Rize’den Trabzon’a, Kastamonu’dan
Kahramanmaraş’a, Yozgat’tan Erzurum’a, Sivas’tan Haleb’e Anadolu’nun bütün
bölgelerinde hayat bularak müjdeli şehir Dersaadet’in gül yetiştiren Erenler
Vakfı’na avdet eden güle mefdun 38 bülbül; hamlıktan
pişmeye, pişmekten yanmaya durmuş. Kimisi 3, kimisi 6 yıl, “Hak ile bâtılı birbirinden ayıran”
hayat kaynağı Kur’an ile hemhâl olup, mucizenin kaynağından doya doya
beslenmiş.
Hâfızlık merkezinde başta Erenler İlim
ve Hizmet Vakfı Onursal Başkanı Mahmud
Eren hocaefendinin, Reis’ül-Kurra Mustafa
Demirkan hocaefendinin, Şeyh’ül-Kurra Ramazan
Pakdil hocaefendinin, Ömer Hamlacı
hocaefendinin ve birbirinden kıymetli hocaların riyasetinde 3 grupta Kur’an
tâlimi alan 38 Kur’an hâdimi 3 ila 6 yıllık gayretlerinin sonucu kurra hâfızı
icâzetnâmesi almaya hak kazanmış.
İcâzetnâme ilmin kapısından girip
tevekkül, sabır ve dökülen terin nişânesidir. Muvafık görmek, izin-ruhsat
vermek, müsaade etmek, münasip bulmak vb. manaları hâvî olan icâzet/icâzetnâme,
geçmişte olduğu gibi günümüzde de aslî unsurlarıyla birlikte hocadan talebeye
aktarılması neticesinde talebenin ruh inceliği bakımından ulaştığı mertebeye,
makama işaret etmektedir. İcâzet, ilmi hakkıyla öğrenen ve icra etmeye hak
kazananlara verilir. Bu yönüyle icâzet hocanın talebesine itimadıdır.
İcâzetle ilmin künhüne varılmış olmaz.
Bu yüzden icâzet yeni bir başlangıçtır. Kurra hâfız okudukça, göz nûru döktükçe
ilmi kemâl mertebeye ulaştırır. İcâzetin mânevî mesuliyeti vardır. İcâzetnâme
alan kişi, hocasından tevarüs eden ilim birikimini olduğu gibi, milimi milimine,
hüvesi hüvesine talebelerine aktarma mesuliyetini de yüklenmiş olur.
*
İşte Hâtemü’l Enbiyâ Hz. Muhammed’in
(S.A.V.) öğrettiği yedi kıraat ve on rivayet üzerine okumayı, “ashâb-ı suffe”nin izinden yürüyerek Furkan’ın ahkâmına vâkıf olanlar
icâzetnâmelerini almak için huzurda duruyor.

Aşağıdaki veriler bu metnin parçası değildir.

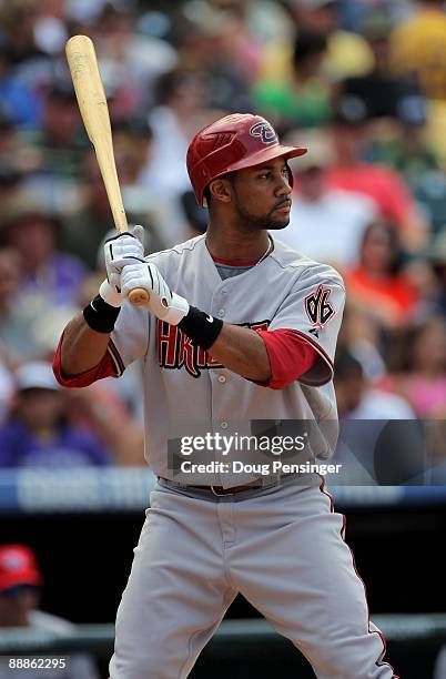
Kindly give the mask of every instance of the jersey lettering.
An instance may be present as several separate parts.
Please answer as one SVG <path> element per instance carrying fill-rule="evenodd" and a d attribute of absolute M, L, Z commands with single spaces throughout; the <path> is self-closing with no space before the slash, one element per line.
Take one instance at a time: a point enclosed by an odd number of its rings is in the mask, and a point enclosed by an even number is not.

İşte yürüyen Kur’an’lar...
İşte Übey b. Kâ’b’ların, Muâz’ların,
Ebû Zeyd’lerin ve Zeyd b. Sâbit’lerin ilim halkasına dahil olanlar...

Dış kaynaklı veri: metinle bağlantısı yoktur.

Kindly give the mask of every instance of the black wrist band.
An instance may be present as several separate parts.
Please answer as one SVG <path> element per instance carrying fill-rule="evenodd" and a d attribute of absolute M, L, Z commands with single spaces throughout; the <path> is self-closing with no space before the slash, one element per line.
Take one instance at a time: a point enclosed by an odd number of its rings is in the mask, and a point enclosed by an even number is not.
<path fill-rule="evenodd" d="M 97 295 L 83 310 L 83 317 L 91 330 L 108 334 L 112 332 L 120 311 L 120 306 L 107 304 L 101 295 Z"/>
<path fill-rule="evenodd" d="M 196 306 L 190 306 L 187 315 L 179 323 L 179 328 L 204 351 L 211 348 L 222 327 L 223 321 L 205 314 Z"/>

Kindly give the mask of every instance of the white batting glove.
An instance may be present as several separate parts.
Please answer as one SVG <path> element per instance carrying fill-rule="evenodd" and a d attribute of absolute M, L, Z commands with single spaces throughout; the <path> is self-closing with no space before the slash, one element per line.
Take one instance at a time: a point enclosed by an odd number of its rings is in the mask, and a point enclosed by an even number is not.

İşte Âkif’in umut bağladığı bütün
zamanların dertlerine derman Âsım’ın Nesli...
*
Kutlu tören başlıyor...
14 asır evvel Kur’an ve Sünnet’e
hâdimlik yapmışlar silsilesi dua sağanağına tutuluyor. Reis’ül-Kurra Mustafa
Demirkan hocaefendi davudî sesiyle yakardıkça âminler âminlere karışıyor. O
âminler ki, hocaların hocasının dilinde, kurra hâfızların ruhlarında,
hâfızların kalplerinde, 70’den 7’e cem olan müminler topluluğunun nefesinde
ma’kes buluyor. Yavuz Sultan Selim’in kubbesi sarsıldıkça; semadaki melekler
rahmete susamış gönüllere dokunuyor. Dokunuşu hisseden gönüller cûş u hurûşa
geliyor.
Kur’an bülbülleri dünya gözü ile
değil, kalp gözüyle âyetler arasında gezindikçe mânâ âleminin kapıları
sonsuzluğa açılıyor.
Mânâ âleminin fedâ-yı cânları uzun bir
seferden zaferle çıkmanın muştusu olarak hocalarının elinden birer birer
icâzetnâmelerini alıyor.
Bu tören, dünyadaki en özel tören; bu
icâzetnâmeler en güzel ödül; ellere tutuşturulan güller Rahmet Peygamberinden
mülhem.
*
Siz Hira Nûr’da “oku”narak başlanan kutlu yolculuğun vârislerisiniz...
Siz Çöle İnen Nûr’un ümmeti ve dahi
sünnetisiniz...
Siz yürüyen Kur’ansınız...
Siz gözlere nûrsunuz...
Siz gönüllere sürûrsunuz...
Siz varlıkta nimetsiniz...
Siz yoklukta merhametsiniz...
Siz Âkif’in ümid bağladığı Âsım’ın
Nesilsiniz...
İyi ki varsınız...
***
“HER DEM YENİDEN DOĞARIZ...”
“Her dem yeniden doğarız...” düsturuyla 1989
yılında müjdeli şehrin kalbi Fatih’ten yola koyulan Erenler İlim ve Hizmet Vakfı, kendisine misyon olarak
Resulullah aleyhisselamın, ashab-ı kiram efendilerimizin, ehl-i sünnet ve’l
cemaat ulemasının ve altın silsilenin idrak ve anlayışı doğrultusunda;
şahsiyetli, mukaddesatına sahip, vefakâr, mürüvvet sahibi, itibarlı, nezaketli,
diğergâm, âli himmet hocalar ve fertler yetiştirmeyi şiar edinmiş.